A group company(ies) of Taifook Research Limited make(s) a market in the securities herein covered and/or any warrants or options on these securities herein covered.

The author is an analyst with Taifook Securities.

China Mobile

Stock code: 0941.HK

Last close: HK$135

By Lai Wai-shing

China Mobile's first-quarter profits attributable to shareholders stand at 24.1 billion yuan, an increase of 37.2 percent year on year.

While its business earnings reached 93.02 billion yuan for a 19.7 percent growth in the same period, its profits EBITDA (earning before interest, depreciation and amortization) rose by 22.2 percent, and EBITDA profits rate increased from 52.4 percent in 2007 to 53.5 percent. This proves the company has maintained a good profits margin while developing the rural market.

The company's core business is still looking good in the foreseeable future in terms of development momentum.

Its monthly average revenue per user (ARPU) has slipped from 91 yuan last year to 82 yuan, but this is mainly because it has been focused on cultivating the rural market, where consumption is relatively weak.

Another reason is that its customer base has grown to 392.14 million subscribers by the end of March, which has led to a growth pattern of more sales at a low profit margin, high net profits growth and a year-on-year jump of 41.8 percent in total call duration as a result of price adjustment.

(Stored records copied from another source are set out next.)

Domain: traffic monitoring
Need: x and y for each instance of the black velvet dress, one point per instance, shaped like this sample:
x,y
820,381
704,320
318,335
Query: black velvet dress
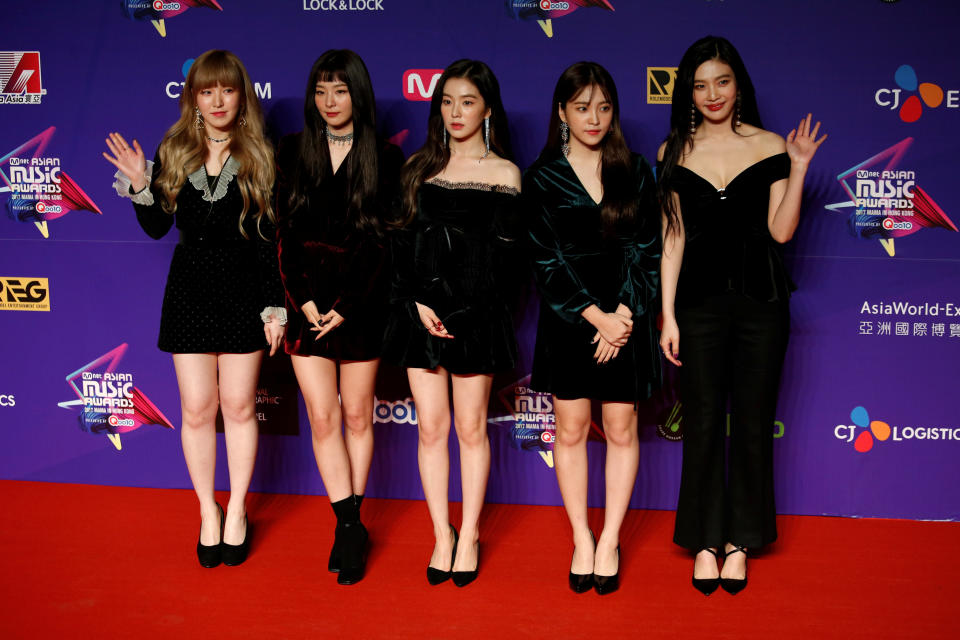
x,y
457,257
219,281
576,265
325,259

Its value-added services have also been growing fast, such as a 31.9 percent rise in short messages.

China Mobile is expected to continue expanding the rural market, where consumption is relatively weak at the moment but the potential enormous, and maintain the growth pattern of more sales at a small profits margin and capitalizing on scale effect.

It should also profit from the 3rd-generation (3G) mobile telephone service once large-scale commercial deployment begins.

The author is a senior independent commentator.